- Nvidia graphics cards comparison chart 2015 how to#
- Nvidia graphics cards comparison chart 2015 software#
- Nvidia graphics cards comparison chart 2015 Pc#
You very likely wouldn’t play Metro with SSAA active, and we won’t test it with SSAA active, either. Note that we test Metro: Last Light with SSAA filtering disabled, since it looks gorgeous enough as-is and-more importantly-enabling it effectively drops frame rates in half. Next up we have Sleeping Dogs: Definitive Edition and Metro: Last Light Redux, two recent remakes of demanding games with built-in benchmark features.
Nvidia graphics cards comparison chart 2015 how to#
(Look for full details tomorrow when we show you how to build the rig.)Ĭlick on any chart in this article to enlarge it. We paired it with the Asus X99 Deluxe motherboard, 16GB of Corsair’s bleeding-edge Vengeance DDR4 memory, a 480GB Intel 730-series SSD, a closed-loop CPU cooler, a 1200W power supply, and a case also provided by Corsair. It’ll eliminate any possibility whatsoever that CPU bottlenecks will affect benchmarks. We’re using Intel’s top-of-the-line $999 Core i7-5960X, an 8-core Haswell-E processor with hyperthreading, 20MB of cache, and 40 PCIe 3.0 lanes. Testing such beastly graphics cards requires a similarly face-melting test bench.

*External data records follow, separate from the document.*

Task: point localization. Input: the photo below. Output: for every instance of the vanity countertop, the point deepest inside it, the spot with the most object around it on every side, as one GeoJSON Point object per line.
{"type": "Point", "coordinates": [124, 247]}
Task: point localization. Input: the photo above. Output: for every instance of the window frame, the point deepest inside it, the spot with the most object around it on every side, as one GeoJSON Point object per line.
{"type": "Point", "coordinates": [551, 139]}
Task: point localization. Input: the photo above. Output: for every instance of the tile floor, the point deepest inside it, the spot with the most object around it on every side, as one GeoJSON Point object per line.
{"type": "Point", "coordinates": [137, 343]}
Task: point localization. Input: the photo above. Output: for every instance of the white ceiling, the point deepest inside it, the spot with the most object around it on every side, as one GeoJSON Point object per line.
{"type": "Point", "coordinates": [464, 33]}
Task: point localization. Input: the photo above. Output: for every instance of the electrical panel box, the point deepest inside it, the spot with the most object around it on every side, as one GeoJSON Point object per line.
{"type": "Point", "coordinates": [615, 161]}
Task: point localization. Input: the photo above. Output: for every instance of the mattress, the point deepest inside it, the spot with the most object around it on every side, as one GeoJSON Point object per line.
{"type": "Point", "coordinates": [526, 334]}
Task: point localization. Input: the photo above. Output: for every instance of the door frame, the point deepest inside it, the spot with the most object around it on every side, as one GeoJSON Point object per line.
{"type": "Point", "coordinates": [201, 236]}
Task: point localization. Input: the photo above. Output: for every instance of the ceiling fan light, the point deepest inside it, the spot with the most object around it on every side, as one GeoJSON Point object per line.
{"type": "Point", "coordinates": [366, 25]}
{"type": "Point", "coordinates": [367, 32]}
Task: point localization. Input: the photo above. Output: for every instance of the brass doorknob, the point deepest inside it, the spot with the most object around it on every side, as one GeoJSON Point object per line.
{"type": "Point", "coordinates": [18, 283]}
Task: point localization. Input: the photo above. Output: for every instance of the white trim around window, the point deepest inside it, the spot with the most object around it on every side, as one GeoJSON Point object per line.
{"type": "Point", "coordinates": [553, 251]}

But every available GTX 970 card features some variance in cooling technology and clock speed, given the lack of an official Nvidia reference model. The extra performance comes at a price, of course: The EVGA GTX 970 FTW costs $370, or $40 more than the MSRP for “stock” GTX 970 cards.
Nvidia graphics cards comparison chart 2015 software#
In fact, the EVGA GTX 970 FTW comes with a beastly overclock already put in place at the factory-1216MHz core clock and 1367MHz boost clock-and ships with EVGA’s vaunted PrecisionX overclocking software if you want to push it even further. That lets you get more substantial overclocks, which in turn boosts performance. The EVGA GTX 970 FTW utilizes a large heat sink under a pair of large fans, and the ACX cooling set-up has been redesigned from previous versions to provide more cooling oomph with less fan noise and a reduced power draw. The EVGA GeForce GTX 970 FTW with ACX 2.0. EVGA graciously provided PCWorld with an EVGA GeForce GTX 970 FTW with ACX 2.0 (whew!) for testing.

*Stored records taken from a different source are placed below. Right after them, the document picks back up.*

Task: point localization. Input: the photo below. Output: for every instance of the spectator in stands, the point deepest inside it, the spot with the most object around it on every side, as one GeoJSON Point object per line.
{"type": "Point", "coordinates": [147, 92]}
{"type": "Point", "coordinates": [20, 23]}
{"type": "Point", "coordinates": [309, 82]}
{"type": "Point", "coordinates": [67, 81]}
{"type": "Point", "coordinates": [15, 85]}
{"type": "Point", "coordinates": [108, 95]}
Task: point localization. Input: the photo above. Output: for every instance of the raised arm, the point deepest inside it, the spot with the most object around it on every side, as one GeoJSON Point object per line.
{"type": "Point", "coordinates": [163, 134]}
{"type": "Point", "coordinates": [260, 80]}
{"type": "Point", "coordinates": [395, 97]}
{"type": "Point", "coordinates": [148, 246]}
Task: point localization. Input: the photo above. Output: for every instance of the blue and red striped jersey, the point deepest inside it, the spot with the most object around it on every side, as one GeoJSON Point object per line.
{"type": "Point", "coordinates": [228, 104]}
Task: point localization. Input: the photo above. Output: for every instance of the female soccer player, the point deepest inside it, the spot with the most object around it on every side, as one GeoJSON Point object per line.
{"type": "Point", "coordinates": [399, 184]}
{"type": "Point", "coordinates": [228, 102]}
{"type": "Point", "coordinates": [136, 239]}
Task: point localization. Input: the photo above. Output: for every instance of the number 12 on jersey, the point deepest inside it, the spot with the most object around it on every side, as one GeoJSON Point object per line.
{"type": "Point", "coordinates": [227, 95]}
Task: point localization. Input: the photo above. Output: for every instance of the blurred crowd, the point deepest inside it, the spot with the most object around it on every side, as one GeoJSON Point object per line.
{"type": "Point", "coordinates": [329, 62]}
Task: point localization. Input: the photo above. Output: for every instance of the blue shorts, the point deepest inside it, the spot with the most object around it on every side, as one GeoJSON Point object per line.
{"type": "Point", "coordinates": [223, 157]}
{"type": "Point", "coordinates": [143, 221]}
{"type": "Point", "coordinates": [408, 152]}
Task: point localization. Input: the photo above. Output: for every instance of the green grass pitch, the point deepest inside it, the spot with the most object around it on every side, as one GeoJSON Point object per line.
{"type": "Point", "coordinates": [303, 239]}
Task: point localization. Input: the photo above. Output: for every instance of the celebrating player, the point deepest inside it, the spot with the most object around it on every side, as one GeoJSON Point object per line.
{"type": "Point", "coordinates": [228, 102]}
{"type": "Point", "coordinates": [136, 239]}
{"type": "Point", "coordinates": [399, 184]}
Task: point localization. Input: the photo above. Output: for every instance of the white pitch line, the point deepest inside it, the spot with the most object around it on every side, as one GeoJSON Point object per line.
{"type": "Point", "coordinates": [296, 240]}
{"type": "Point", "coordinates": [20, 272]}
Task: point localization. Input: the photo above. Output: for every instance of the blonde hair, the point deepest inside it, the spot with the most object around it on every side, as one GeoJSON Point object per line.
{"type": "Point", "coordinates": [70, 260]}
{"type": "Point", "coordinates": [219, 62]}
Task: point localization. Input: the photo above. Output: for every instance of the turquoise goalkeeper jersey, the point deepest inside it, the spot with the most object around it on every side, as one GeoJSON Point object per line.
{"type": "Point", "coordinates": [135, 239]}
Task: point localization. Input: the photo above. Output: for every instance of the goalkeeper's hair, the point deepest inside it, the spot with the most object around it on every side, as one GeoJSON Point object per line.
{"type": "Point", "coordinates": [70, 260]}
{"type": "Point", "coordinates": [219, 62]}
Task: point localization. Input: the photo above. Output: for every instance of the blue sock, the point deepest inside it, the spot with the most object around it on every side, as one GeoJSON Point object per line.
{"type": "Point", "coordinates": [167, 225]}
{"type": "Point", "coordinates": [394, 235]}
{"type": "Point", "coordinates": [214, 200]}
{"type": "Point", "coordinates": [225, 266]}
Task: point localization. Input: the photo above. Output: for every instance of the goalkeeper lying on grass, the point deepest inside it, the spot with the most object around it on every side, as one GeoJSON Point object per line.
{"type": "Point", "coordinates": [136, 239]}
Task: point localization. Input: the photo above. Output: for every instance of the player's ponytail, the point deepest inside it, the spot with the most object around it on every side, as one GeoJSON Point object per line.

While AMD and Nvidia provided reference cards of the R9 290, R9 290X, and GTX 980, Nvidia didn’t create physical reference cards for the GTX 970. But today, we’ll kick things off by comparing the most powerful single-GPU graphics cards available today: Nvidia’s GTX 980 and 970 versus AMD’s Radeon R9 290X and R9 290.

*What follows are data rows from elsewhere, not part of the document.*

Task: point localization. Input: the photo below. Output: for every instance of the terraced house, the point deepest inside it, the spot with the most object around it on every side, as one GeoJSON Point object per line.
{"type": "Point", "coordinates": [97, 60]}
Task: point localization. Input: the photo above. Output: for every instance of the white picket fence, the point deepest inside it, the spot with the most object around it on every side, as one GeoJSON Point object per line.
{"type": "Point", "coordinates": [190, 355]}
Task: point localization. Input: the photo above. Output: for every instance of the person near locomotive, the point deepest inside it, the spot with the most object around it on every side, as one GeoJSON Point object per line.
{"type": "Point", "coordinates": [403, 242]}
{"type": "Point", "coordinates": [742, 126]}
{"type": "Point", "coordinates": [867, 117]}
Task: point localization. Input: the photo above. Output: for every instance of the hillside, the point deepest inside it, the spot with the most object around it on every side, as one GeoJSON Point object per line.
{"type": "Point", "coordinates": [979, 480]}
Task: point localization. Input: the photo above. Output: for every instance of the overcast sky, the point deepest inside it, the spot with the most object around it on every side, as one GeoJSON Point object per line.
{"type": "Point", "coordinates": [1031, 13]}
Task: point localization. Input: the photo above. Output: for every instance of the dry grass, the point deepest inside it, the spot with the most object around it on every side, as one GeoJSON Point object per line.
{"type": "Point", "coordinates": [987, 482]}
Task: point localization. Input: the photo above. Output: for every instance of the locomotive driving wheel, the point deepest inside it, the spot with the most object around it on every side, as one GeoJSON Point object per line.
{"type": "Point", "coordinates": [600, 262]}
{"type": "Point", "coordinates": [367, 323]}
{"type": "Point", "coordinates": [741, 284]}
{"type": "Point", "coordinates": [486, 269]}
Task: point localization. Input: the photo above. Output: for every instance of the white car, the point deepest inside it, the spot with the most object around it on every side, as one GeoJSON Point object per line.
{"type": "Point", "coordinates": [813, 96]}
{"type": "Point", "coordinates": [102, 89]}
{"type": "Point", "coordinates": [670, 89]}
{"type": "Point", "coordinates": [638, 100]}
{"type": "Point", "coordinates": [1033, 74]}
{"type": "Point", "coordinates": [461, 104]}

Nvidia graphics cards comparison chart 2015 Pc#
On Friday, we’ll showcase the PC games that melt eyeballs and push hardware to extremes. Over the coming days, we’re going to showcase a trio of fire-breathing PC builds celebrating the best that Intel, Nvidia, and AMD have to offer. The PC offers today’s best gaming experiences, period. But the power inside the Xbox One and PlayStation 4 are roughly equivalent to a mid-range modern gaming rig-meaning they can’t hold a flame to the glorious visual excess today’s top graphics cards can pump out. Once regarded as the red-headed stepchild of games, more and more titles have begun calling the PC home, thanks to the rise of Steam and the inclusion of AMD hardware in both next-generation consoles, which makes porting efforts easier. There’s never been a more glorious time to be a PC gamer.